## Dataset and loaders for training

Keeping the same order, concatenate all the cleaned words from each caption into a string again, and add them all to a list of strings ```cleaned_captions```. Store all the image ids in a list ```image_ids```.

In [None]:
#if include all repeated image_ids

The dataframe for the image paths and captions.

In [None]:
import pandas as pd

data = {
    'image_id': image_ids,
    'path': [image_dir + image_id + ".jpg" for image_id in image_ids],
    'caption': cleaned_captions
}

data_df = pd.DataFrame(data, columns=['image_id', 'path', 'caption'])

In [None]:
data_df['caption'][38429]
data_df_test=data_df[38430:]

In [None]:
data_df_test['caption'][38430+5]


'a brown and white sheltie leaping over a rail'

This is the Flickr8k class for the dataset.

In [None]:
from PIL import Image
import cv2
from nltk import tokenize
from torch.utils.data import Dataset
import torch

class Flickr8k(Dataset):
    """ Flickr8k custom dataset compatible with torch.utils.data.DataLoader. """
    
    def __init__(self, df, vocab, transform=None):
        """ Set the path for images, captions and vocabulary wrapper.
        
        Args:
            df: df containing image paths and captions.
            vocab: vocabulary wrapper.
            transform: image transformer.
        """
        self.df = df
        self.vocab = vocab
        self.transform = transform

    def __getitem__(self, index):
        """ Returns one data pair (image and caption). """

        vocab = self.vocab

        caption = self.df['caption'][index]
        img_id = self.df['image_id'][index]
        path = self.df['path'][index]

        image = Image.open(open(path, 'rb'))

        if self.transform is not None:
            image = self.transform(image)

        # Convert caption (string) to word ids.
        tokens = caption.split()
        caption = []
        # Build the Tensor version of the caption, with token words
        caption.append(vocab('<start>'))
        caption.extend([vocab(token) for token in tokens])
        caption.append(vocab('<end>'))
        target = torch.Tensor(caption)
        return image, target

    def __len__(self):
        return len(self.df)

We need to overwrite the default PyTorch ```collate_fn()``` because our ground truth captions are sequential data of varying lengths. The default ```collate_fn()``` does not support merging the captions with padding.

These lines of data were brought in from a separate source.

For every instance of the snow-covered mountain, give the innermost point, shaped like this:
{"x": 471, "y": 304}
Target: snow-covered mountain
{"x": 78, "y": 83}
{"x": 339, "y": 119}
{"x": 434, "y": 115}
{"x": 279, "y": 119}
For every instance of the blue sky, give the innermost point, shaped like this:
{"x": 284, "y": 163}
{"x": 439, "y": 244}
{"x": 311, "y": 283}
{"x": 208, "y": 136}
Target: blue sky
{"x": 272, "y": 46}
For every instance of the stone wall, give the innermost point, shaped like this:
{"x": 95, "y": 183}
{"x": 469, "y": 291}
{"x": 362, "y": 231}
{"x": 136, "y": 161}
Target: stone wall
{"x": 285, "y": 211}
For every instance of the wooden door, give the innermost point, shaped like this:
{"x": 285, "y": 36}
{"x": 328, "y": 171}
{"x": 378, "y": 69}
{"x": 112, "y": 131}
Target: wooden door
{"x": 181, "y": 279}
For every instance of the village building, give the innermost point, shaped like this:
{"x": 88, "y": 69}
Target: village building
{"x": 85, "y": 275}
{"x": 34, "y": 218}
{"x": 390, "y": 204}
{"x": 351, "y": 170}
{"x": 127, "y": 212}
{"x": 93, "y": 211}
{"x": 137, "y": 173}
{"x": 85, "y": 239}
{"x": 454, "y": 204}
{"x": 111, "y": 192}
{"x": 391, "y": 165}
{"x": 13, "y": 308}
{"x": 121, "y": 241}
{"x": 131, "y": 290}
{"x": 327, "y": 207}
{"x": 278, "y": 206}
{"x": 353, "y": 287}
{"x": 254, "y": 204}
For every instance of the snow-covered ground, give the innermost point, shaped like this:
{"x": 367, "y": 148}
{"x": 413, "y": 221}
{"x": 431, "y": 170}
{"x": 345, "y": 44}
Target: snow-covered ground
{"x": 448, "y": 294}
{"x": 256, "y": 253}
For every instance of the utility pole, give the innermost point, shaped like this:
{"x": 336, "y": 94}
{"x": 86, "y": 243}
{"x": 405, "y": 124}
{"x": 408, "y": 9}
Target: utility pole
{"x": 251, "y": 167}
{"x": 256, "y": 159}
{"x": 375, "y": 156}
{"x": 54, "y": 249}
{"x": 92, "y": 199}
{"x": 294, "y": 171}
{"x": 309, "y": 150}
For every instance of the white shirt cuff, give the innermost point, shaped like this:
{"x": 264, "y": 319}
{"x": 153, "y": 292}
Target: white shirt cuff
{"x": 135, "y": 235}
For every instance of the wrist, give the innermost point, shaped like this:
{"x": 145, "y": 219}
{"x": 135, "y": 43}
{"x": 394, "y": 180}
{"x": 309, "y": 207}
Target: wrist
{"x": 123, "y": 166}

You can read more about it here: https://pytorch.org/docs/stable/data.html#dataloader-collate-fn. 

In [None]:
def caption_collate_fn(data):
    """ Creates mini-batch tensors from the list of tuples (image, caption).
    Args:
        data: list of tuple (image, caption). 
            - image: torch tensor of shape (3, 256, 256).
            - caption: torch tensor of shape (?); variable length.
    Returns:
        images: torch tensor of shape (batch_size, 3, 256, 256).
        targets: torch tensor of shape (batch_size, padded_length).
        lengths: list; valid length for each padded caption.
    """
    # Sort a data list by caption length from longest to shortest.
    data.sort(key=lambda x: len(x[1]), reverse=True)
    images, captions = zip(*data)

    # Merge images (from tuple of 3D tensor to 4D tensor).
    images = torch.stack(images, 0)

    # Merge captions (from tuple of 1D tensor to 2D tensor).
    lengths = [len(cap) for cap in captions]
    targets = torch.zeros(len(captions), max(lengths)).long()
    for i, cap in enumerate(captions):
        end = lengths[i]
        targets[i, :end] = cap[:end]        
    return images, targets, lengths

Now we define the data transform.

In [None]:
from torchvision import transforms

# Crop size matches the input dimensions expected by the pre-trained ResNet
data_transform = transforms.Compose([ 
    transforms.Resize(224),
    transforms.CenterCrop(224),  # Why do we choose 224 x 224?
    transforms.ToTensor(),
    transforms.Normalize((0.485, 0.456, 0.406),   # Using ImageNet norms
                         (0.229, 0.224, 0.225))])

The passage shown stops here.